The Foundation was represented by Rita, our director, and Balázs, our summer intern. Rita led an interactive session focusing on participatory democracy, building on the personal stories and experiences of the conference participants, and looking at questions such as, “Do people get the democracies that they deserve?”. Her presentation of the Foundation’s work in a nutshell drew questions from the students about the current state of youth skepticism, local engagement, and civil society in Hungary – the answers to many of which we ourselves would also love to know. Our discussions with the students and representatives of the Assembly of European Regions, Go Free from Romania, and Eyes on Europe from Belgium made it clear, however, that many of these issues are shared by people far beyond our borders.
Sharing something in common was an overarching theme for the whole week.
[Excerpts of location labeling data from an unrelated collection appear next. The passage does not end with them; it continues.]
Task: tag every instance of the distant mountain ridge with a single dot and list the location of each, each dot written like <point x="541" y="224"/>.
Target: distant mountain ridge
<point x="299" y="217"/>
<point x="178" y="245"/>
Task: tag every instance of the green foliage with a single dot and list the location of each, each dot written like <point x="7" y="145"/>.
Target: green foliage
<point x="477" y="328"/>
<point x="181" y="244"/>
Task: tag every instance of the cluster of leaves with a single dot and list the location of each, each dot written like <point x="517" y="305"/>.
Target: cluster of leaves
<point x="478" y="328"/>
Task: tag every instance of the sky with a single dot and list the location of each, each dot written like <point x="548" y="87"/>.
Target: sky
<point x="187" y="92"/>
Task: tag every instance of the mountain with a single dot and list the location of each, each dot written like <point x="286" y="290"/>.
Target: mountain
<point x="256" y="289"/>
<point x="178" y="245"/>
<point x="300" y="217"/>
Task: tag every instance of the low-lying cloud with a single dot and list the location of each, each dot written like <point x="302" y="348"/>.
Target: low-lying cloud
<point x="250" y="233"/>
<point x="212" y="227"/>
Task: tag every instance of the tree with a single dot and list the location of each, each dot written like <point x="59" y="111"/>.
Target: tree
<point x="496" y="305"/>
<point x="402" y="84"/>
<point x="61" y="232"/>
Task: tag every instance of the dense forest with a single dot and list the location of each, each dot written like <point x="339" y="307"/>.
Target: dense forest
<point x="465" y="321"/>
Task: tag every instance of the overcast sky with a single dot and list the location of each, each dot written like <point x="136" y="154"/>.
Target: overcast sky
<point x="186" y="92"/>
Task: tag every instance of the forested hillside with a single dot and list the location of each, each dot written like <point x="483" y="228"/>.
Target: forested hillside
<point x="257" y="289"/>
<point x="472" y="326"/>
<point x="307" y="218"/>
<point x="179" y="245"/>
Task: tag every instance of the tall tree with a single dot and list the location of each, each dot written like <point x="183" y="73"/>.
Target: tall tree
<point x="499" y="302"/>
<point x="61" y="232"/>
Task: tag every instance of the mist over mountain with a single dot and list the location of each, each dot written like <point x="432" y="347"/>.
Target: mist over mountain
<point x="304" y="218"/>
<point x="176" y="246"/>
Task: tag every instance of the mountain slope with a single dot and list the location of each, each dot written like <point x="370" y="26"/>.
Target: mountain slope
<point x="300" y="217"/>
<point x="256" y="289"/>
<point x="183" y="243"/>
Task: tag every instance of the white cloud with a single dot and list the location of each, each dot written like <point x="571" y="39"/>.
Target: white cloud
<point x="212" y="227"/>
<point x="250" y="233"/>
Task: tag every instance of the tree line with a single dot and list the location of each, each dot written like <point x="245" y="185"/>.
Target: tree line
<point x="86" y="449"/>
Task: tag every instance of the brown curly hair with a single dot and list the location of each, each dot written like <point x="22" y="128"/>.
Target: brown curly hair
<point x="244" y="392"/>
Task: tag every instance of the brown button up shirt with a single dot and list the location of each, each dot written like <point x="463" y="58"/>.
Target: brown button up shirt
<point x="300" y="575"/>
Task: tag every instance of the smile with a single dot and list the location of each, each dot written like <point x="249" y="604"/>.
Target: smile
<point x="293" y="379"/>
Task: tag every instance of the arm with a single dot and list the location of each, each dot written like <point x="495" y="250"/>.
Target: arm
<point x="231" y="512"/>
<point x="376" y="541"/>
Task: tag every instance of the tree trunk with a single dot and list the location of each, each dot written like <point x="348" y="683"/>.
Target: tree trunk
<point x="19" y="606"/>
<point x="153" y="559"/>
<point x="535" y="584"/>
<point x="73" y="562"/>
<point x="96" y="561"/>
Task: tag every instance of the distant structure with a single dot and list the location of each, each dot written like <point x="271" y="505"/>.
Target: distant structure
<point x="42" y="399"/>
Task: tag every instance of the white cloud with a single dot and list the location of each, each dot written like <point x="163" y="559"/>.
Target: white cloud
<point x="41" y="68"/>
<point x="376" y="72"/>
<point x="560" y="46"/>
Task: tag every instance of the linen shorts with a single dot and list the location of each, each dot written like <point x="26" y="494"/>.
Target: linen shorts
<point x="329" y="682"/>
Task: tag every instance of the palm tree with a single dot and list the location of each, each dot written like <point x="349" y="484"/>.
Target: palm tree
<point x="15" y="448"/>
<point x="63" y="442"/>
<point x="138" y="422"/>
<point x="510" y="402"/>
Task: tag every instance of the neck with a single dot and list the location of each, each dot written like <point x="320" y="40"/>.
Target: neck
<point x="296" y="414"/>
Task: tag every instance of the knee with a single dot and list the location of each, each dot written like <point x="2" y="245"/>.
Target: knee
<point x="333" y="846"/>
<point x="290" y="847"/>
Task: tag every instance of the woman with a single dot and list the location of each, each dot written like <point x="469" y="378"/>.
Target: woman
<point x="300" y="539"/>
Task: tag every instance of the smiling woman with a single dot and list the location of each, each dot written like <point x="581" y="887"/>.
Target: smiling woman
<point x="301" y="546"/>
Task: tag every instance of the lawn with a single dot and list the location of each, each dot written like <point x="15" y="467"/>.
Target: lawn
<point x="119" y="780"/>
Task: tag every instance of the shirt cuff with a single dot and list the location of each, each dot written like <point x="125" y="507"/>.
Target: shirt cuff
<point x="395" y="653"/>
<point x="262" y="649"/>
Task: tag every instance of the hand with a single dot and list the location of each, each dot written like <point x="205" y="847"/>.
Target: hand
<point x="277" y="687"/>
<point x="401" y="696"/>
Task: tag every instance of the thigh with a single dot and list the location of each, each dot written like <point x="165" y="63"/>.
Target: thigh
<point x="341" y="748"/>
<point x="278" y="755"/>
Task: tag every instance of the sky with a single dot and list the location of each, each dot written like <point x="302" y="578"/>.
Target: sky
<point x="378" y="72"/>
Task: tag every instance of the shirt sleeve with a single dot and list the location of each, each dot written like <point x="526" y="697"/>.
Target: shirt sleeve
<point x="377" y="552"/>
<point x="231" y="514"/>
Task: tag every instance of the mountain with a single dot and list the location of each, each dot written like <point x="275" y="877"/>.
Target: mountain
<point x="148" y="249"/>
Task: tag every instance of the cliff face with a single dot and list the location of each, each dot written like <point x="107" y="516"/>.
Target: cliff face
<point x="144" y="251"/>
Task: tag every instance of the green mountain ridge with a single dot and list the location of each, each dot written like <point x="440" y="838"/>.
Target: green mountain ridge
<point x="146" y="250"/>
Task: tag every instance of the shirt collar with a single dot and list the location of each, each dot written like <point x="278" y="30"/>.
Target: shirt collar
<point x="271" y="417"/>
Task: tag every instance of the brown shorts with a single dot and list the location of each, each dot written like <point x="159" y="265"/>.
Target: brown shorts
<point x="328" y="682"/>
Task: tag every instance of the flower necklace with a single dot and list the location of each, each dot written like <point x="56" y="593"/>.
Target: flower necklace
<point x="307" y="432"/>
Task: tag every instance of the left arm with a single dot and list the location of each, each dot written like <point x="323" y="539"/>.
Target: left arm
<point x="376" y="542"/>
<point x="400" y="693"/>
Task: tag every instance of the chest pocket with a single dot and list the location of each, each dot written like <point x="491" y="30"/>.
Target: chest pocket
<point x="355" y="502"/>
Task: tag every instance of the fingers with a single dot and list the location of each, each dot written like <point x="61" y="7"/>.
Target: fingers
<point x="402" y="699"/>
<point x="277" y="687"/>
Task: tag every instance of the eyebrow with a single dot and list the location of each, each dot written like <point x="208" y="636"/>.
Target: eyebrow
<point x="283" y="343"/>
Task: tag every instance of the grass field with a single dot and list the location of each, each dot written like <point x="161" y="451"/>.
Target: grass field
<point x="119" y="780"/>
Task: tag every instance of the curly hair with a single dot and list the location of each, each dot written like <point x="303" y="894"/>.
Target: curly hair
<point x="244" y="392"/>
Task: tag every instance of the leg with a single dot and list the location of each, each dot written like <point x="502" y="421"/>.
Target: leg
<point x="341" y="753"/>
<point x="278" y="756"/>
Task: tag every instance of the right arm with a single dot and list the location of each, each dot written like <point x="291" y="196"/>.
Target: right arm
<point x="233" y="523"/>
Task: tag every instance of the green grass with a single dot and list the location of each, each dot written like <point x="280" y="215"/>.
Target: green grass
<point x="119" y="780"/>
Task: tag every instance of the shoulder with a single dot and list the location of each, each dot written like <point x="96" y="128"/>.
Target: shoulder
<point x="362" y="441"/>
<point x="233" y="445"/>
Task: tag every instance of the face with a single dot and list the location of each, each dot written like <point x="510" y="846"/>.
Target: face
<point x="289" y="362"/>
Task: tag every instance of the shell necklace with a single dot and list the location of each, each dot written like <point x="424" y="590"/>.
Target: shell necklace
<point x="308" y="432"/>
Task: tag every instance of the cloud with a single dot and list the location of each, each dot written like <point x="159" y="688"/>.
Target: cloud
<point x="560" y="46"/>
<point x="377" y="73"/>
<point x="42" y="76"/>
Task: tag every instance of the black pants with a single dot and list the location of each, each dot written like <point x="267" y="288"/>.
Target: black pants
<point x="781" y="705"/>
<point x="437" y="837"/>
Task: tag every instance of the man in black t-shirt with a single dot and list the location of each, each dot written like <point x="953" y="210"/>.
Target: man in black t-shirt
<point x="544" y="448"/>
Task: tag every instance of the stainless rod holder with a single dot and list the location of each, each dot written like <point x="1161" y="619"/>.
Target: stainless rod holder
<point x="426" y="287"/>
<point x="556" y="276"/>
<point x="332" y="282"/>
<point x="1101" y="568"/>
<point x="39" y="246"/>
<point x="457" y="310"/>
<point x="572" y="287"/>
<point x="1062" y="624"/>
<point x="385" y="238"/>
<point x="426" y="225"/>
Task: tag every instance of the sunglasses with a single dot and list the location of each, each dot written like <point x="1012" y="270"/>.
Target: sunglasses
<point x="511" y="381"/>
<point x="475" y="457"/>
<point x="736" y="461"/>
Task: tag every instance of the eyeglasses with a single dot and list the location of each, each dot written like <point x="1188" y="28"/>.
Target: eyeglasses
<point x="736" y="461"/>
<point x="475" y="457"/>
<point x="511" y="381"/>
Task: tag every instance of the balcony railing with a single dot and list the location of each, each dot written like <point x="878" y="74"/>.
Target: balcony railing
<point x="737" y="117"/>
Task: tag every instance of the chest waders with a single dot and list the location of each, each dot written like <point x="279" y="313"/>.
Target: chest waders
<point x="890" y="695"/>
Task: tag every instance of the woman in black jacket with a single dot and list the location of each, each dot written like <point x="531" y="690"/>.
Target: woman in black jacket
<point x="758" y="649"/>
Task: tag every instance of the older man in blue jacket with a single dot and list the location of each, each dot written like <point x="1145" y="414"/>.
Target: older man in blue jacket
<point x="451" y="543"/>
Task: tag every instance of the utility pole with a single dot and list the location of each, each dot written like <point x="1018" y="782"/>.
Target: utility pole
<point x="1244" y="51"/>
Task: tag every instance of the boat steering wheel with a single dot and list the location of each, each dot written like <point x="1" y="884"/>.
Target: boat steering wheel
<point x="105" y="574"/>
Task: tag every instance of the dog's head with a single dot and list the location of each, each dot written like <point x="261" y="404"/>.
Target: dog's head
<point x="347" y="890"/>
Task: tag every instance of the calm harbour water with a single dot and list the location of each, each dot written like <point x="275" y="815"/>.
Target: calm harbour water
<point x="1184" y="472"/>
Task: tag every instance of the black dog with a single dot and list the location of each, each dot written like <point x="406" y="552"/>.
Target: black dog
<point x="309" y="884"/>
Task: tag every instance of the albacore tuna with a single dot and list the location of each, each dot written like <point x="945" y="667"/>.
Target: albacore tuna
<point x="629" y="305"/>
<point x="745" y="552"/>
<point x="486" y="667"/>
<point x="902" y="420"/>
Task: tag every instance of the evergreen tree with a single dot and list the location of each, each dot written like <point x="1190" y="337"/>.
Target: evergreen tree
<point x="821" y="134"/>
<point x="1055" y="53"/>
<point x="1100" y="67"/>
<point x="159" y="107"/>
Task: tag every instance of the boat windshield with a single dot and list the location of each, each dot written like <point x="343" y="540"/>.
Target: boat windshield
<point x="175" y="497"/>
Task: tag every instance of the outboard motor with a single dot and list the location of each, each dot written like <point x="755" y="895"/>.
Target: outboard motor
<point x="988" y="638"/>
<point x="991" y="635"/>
Listening to locals form the Cluny Community of Communes, exchanging experiences from each other’s hometowns and countries, and personally working through all the difficulties of direct democracy in the negotiation simulations, the participants found the questions and topics they could all use help with. With the help of community project development, people worked on each other’s ideas, and refined the details of initiatives ranging from a platform to host online clashes of ideas to a model to bring fresh university graduates into public school classrooms.
As a conclusion to the week, the group spent a whole day identifying pressing issues of local democracy – media literacy, engaging citizens, and connecting with local decision-makers –, coming up with suggestions that included a Wall of Trust for local suggestions and complaints, free MOOCs in libraries to combat the lack of Internet literacy, or picnics and public events with local stakeholders. The results of brainstorming together were presented with music, interactive posters, games, and personal discussions to the large group of French public servants from across the country.
Meeting local residents and hearing about their lives, coming up with solution recommendations and having to work together to refine them, sharing what works well and what poses concerns, and constantly having to reevaluate one’s own biases and ideas – all in all, that is what local democracy itself is about, and what the Cluny Summer University offered over the span of a week. Being inspired by active local citizens from across the world: that was a refreshing experience to all of us. Taking this motivation and recruiting even more active locals across Hungary: that is our challenge for the weeks, months, and years ahead.